What is Q and what is R?

Q is an orthogonal (or, in the complex case, unitary) matrix — its columns are orthonormal, meaning each has unit length and they are pairwise perpendicular. R is upper triangular, with the diagonal entries equal to the lengths of the orthogonalized columns. Together they reconstruct A as A = Q·R: a rotation/reflection followed by a triangular scaling.

Why use QR instead of LU?

QR is the right tool for least squares (overdetermined systems) and for problems where preserving orthogonality matters more than minimizing arithmetic.

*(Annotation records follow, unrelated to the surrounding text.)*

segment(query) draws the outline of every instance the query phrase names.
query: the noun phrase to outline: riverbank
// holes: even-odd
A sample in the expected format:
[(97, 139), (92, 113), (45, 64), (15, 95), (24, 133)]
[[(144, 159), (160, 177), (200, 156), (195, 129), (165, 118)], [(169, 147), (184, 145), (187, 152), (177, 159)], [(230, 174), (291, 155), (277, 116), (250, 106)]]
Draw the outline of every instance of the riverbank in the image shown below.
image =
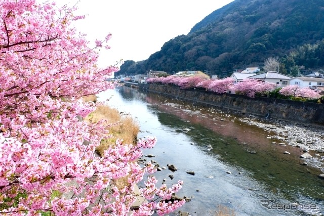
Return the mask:
[[(126, 83), (125, 84), (127, 84)], [(233, 94), (217, 94), (178, 87), (155, 84), (138, 84), (138, 89), (176, 97), (203, 106), (220, 107), (253, 114), (259, 117), (313, 124), (324, 129), (324, 104), (272, 98), (251, 98)]]
[[(272, 140), (273, 145), (296, 148), (300, 152), (298, 156), (304, 158), (304, 164), (324, 172), (324, 121), (321, 117), (324, 117), (323, 104), (266, 98), (251, 99), (237, 95), (182, 90), (171, 86), (139, 85), (140, 90), (162, 94), (195, 105), (231, 110), (241, 116), (238, 118), (241, 122), (273, 134), (267, 137)], [(270, 117), (266, 120), (265, 116), (269, 113)]]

LU is faster (n³/3 vs 2n³/3 for Householder QR) but multiplies the condition number when the matrix is ill-conditioned; QR's orthogonal Q is perfectly conditioned, so the residual error is bounded by the original conditioning of A, not its square.

Why is classical Gram–Schmidt numerically unstable?

Each new vector is orthogonalized against an old Q in one shot, but rounding errors mean the old columns are not exactly orthogonal. The new vector inherits and amplifies those errors, and after a few steps Q is far from orthogonal. Modified Gram–Schmidt re-orthogonalizes against each previous column one at a time and dramatically reduces the loss of orthogonality.

When should I use Householder vs Givens?

Householder reflections zero a whole column at a time and are the default for dense factorizations — that is what LAPACK's geqrf does. Givens rotations zero one entry at a time and are the right choice for sparse or banded matrices, or when updating an existing QR after adding a single row.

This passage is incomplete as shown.